Si elle milite en tant que déléguée syndicale FO depuis maintenant deux ans,  il lui en aura fallu trois pour qu’elle accepte ce rôle, qui n’était «pas vraiment une vocation».  C’est face au risque que faisait peser la réforme du chômage sur la viabilité des contrats saisonniers qu’elle a fini par endosser la veste rouge au logo blanc qu’elle n’imagine plus quitter aujourd’hui : «On pousse vers la précarité des métiers qualifiés qui n’existent qu’en saison. Avec cette réforme c’est la mort de nos emplois.»

 

Mais les saisonniers sont très peu syndiqués et la mobilisation est ardue. La jeune déléguée syndicale le reconnaît : «Ça fait deux ans que je vais en manifestation quasiment seule. Parfois mon frère, ma sœur, un collègue ou mon conjoint m’accompagnent.» Mais le 1er février, onze employés de la Serma ont eux aussi répondu à l’appel. Optimiste, Priscilla se réjouit : «C’est la première fois que j’arrive à mobiliser autant de monde.» Mais pour l’instant, assise sur le seul siège de téléphérique accessible de la station – une antiquité en skaï orange planté au milieu de la terrasse d’un café – elle savoure un verre de vin chaud, perchée à 1800 mètres d’altitude.

«On pousse vers la précarité des métiers qualifiés qui n’existent qu’en saison»

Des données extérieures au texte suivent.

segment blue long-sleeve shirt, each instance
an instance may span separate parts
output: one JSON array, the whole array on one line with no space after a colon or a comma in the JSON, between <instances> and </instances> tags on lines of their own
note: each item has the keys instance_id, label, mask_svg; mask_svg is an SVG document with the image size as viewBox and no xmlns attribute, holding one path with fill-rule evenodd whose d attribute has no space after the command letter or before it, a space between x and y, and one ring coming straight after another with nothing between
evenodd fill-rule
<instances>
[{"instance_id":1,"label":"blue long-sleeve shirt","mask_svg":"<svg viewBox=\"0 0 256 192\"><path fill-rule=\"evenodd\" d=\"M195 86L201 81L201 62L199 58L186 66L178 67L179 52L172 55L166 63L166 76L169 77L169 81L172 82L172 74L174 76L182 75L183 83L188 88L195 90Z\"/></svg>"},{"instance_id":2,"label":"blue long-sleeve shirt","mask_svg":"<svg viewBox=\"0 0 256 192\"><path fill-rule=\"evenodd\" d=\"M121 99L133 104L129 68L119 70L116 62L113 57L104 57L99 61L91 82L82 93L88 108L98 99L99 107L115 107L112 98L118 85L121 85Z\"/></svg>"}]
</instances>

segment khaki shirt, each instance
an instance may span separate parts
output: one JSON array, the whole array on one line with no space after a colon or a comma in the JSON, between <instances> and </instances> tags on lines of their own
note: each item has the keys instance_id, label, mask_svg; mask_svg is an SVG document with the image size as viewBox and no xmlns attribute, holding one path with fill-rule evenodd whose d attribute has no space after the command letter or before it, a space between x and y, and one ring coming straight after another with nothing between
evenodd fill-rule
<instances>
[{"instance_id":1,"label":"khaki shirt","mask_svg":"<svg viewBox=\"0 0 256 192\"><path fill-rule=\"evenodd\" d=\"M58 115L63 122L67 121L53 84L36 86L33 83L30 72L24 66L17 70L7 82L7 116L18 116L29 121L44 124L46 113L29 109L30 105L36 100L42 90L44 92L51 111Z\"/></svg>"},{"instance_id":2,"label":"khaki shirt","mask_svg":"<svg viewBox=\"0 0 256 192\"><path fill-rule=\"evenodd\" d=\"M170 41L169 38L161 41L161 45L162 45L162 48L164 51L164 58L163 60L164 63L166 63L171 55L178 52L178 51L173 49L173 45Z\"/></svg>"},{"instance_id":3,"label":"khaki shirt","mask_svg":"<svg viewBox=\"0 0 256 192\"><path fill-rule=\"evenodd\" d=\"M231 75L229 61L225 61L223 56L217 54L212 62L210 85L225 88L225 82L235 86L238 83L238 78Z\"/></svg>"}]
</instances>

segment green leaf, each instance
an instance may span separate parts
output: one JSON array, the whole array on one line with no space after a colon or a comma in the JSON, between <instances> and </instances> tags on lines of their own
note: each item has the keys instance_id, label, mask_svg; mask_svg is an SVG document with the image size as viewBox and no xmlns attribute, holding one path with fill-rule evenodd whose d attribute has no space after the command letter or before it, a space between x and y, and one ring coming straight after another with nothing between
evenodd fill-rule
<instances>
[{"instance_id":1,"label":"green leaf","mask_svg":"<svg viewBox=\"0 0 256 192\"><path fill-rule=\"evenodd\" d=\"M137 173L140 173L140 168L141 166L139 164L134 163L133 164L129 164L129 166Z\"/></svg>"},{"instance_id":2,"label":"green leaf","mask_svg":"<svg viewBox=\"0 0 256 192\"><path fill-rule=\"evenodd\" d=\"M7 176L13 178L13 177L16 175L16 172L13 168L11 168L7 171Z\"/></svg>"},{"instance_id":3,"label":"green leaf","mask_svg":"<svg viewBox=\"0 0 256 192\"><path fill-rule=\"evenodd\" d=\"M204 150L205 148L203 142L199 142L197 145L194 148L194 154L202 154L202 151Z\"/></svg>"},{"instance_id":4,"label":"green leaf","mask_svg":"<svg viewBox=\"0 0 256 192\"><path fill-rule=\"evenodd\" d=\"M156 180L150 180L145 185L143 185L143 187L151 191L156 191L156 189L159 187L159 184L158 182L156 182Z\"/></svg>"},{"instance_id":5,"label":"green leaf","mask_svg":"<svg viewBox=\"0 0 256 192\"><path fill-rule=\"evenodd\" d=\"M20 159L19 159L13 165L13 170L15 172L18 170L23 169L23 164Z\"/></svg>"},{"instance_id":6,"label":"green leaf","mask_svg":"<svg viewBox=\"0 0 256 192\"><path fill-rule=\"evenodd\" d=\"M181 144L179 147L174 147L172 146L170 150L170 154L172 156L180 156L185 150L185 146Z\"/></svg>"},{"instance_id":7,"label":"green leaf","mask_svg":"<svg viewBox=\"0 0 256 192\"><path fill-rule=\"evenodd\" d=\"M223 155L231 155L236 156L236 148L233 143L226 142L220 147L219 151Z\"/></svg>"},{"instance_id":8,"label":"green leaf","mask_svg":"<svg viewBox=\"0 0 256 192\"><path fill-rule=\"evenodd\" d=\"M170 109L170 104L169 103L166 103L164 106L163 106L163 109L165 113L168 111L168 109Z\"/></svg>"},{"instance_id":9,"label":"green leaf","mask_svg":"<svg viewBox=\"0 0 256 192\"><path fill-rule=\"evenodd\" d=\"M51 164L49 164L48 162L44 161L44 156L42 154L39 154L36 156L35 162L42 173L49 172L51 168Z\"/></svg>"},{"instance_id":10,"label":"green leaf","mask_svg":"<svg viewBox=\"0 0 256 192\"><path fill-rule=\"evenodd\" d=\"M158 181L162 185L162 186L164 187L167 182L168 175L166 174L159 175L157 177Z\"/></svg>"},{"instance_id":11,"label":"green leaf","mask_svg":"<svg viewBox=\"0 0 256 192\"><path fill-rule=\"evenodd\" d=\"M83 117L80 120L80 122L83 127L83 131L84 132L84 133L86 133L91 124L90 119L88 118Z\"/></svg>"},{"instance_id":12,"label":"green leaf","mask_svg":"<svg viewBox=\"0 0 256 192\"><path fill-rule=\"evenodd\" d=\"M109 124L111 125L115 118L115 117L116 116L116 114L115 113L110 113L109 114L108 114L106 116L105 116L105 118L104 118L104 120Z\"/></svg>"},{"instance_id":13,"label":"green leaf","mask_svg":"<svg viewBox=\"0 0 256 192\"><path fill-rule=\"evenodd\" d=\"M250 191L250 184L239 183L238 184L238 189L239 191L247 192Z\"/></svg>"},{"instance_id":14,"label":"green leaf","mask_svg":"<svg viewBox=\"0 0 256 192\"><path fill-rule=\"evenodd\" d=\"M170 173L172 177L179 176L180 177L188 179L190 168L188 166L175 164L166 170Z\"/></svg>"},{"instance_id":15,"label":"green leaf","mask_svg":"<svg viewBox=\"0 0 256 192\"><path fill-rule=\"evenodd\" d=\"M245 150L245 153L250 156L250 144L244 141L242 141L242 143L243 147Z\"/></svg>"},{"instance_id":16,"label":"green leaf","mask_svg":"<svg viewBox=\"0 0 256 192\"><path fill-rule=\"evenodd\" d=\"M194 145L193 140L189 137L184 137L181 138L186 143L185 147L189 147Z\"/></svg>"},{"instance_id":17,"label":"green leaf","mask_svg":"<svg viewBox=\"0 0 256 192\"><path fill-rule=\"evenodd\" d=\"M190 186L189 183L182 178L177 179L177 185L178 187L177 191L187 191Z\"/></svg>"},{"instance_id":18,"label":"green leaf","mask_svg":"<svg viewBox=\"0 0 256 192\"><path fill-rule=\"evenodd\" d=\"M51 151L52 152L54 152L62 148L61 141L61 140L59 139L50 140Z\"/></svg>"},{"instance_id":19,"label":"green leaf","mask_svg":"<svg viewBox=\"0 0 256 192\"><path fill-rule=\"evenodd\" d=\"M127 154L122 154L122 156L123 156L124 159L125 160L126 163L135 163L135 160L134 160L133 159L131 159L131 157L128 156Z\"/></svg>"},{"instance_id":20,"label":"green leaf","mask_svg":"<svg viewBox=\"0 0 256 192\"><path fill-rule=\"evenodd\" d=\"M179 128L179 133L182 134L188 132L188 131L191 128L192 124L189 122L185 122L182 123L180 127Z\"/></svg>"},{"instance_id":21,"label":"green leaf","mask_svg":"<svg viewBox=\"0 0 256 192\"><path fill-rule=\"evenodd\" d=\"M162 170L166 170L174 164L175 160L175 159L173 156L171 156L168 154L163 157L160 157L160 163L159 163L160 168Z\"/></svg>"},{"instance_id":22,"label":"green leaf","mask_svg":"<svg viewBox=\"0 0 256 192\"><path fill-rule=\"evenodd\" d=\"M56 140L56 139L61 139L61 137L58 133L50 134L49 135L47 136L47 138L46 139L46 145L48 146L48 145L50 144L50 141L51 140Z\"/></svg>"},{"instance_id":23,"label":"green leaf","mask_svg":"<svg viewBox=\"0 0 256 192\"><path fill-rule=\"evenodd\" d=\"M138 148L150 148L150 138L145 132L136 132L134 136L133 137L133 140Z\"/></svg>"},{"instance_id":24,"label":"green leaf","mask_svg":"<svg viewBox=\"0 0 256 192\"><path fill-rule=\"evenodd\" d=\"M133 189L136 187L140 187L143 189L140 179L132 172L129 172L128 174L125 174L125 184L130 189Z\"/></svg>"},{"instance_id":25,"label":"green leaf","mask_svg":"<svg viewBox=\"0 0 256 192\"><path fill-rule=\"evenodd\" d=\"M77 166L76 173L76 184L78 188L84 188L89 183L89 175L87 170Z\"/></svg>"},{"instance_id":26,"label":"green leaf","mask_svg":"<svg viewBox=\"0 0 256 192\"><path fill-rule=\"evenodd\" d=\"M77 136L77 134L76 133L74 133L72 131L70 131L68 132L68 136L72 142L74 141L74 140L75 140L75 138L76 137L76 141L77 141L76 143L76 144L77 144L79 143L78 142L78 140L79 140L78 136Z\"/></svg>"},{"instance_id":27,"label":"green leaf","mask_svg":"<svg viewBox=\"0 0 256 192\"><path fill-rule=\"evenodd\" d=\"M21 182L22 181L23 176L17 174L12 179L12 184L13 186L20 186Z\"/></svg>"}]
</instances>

- Priscilla Marini de Force ouvrière

Dernier dimanche du mois de janvier, la station moderniste d’Avoriaz tourne au ralenti. AMANDINE BAN

Un avenir plutôt gris

«On est dans le doute, tout est flou»

- Florian, saisonnier

A quelques mètres de là, au pied des grands immeubles aux façades en travaillons, ces tuiles en bois de cèdre rouge typiques d’Avoriaz, Audrey s’émerveille : «Je n’avais encore jamais mis les pieds dans cette station, c’est quand même impressionnant.» La boulangerie qui devait l’y accueillir comme employée saisonnière a gardé le rideau baissé. Elle n’a jamais rencontré les gérants, qui lui ont fait un contrat malgré tout. Au chômage partiel, la jeune Bretonne de 20 ans oscille entre gratitude et déception : «J’espérais vraiment qu’ils rouvrent mais la terrasse n’est même pas déneigée.» Un  secret espoir qui l’avait convaincue de rester dans la région, «au-cas-où».

 

C’est aux Carroz d’Arâches, 45 kilomètres plus au sud, qu’elle a posé ses bagages. Florian, son beau-frère, y est skiman, c’est-à-dire vendeur en matériel de ski, depuis quatre ans. Embauché en contrat saisonnier et au chômage partiel lui aussi, il ne cache pas son énervement : «On est dans le doute, tout est flou. Si le gouvernement avait annoncé que rien ne rouvrirait, ça aurait grogné c’est sur, mais ça nous aurait permis de trouver un contrat stable ailleurs.» Car ici comme ailleurs, si la neige était au rendez-vous, la «Place de l’Ambiance», d’habitude très animée, est restée entièrement vide. Un grand sapin y brille en silence pour des touristes aux abonnés absents. Alors plutôt que de manifester, Audrey envisage d’arrêter les saisons. 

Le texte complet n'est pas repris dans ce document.